My HD Youtube banner loses quality when uploaded on Youtube

F3q

New Member
I just recently created a new banner for my new channel and saved it in HD. However, when I upload it as my channel art on Youtube, it loses quality. On the device previews, the image looks high quality, but ends up losing quality when it's up. I could really appreciate some help.
 
Youtube is going to compress/optimize the image but that shouldn't make much of a difference. Are you sure the image is large enough/the proper size and not getting resized/blown up, which would make it look blurry/fuzzy?
FWIW when i look at your channel the image that's there now looks great on my iPad.
 
Youtube is going to compress/optimize the image but that shouldn't make much of a difference. Are you sure the image is large enough/the proper size and not getting resized/blown up, which would make it look blurry/fuzzy?
FWIW when i look at your channel the image that's there now looks great on my iPad.
Yes, the banner is the appropriate size for Youtube's requirement
 
Like i said, YT will compress it, but i dont think that's usually noticeable. You dont really have any control when uploading the image, so assuming there is no issue with the image, there isnt much you can do.
 
Like i said, YT will compress it, but i dont think that's usually noticeable. You dont really have any control when uploading the image, so assuming there is no issue with the image, there isnt much you can do.

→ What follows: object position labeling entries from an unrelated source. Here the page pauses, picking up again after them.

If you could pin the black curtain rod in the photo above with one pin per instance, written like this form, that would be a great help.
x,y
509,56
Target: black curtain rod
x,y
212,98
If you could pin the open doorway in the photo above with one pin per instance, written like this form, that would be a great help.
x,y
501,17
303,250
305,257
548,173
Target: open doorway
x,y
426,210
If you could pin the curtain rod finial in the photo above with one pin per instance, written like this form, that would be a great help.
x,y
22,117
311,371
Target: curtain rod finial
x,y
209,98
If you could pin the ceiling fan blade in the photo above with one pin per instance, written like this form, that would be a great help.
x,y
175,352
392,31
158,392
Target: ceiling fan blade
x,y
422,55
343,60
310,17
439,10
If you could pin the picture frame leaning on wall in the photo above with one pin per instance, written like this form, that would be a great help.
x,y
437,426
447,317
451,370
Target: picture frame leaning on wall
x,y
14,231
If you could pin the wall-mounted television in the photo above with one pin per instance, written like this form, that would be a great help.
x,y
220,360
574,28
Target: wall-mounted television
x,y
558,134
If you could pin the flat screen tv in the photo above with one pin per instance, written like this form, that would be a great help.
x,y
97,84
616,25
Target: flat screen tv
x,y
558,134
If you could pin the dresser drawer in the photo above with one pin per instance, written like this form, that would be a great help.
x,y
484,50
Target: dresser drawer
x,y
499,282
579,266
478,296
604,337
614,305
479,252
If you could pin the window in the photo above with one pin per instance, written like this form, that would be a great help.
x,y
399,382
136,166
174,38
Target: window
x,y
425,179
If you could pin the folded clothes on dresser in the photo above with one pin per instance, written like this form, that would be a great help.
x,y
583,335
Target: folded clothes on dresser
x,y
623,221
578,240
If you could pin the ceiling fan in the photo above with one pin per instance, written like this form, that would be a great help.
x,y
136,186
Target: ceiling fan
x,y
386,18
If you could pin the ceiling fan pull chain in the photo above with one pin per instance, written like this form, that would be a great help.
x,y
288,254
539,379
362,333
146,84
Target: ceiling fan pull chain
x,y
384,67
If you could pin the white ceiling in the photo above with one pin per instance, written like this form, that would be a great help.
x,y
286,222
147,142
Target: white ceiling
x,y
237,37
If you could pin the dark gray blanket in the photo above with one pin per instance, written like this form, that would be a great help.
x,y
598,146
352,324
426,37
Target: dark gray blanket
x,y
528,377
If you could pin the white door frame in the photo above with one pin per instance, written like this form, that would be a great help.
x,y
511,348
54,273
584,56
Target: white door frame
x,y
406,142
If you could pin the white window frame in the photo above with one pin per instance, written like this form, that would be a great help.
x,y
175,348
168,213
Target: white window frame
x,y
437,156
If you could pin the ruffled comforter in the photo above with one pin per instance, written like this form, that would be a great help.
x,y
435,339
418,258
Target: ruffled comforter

Alright, it's pisses me off that it won't be the way I want it to be. Thanks for the support
 
Hi.
Have you tried using pixlr to create a banner. I searched around and ended up using it to make my banner and it turned out great. Perhaps if you used it, you could get your banner uploaded with great quality
 
As a web developer myself I find that I need to explain this to you a bit further, everything that you upload to the internet will always be compressed on any site unless it's a self storage site like google drive or onedrive etc. The reason for this initially was to let service providers save on storage, but now with storage being so cheap it doesn't really matter. The new reason for compression is website loading speed. If everyone had a 25MB youtube banner, can you imagine how long that would take to load whenever someone on a slower wifi connection went to that channel? When you download a 25MB program installer, it probably doesn't download instantly, it may only take a second or so, but if you added that time to simply loading a webpage than you certainly would notice it. Not to mention if people had to cache these images on their computers they would run out of cache space really fast. Catch my drift?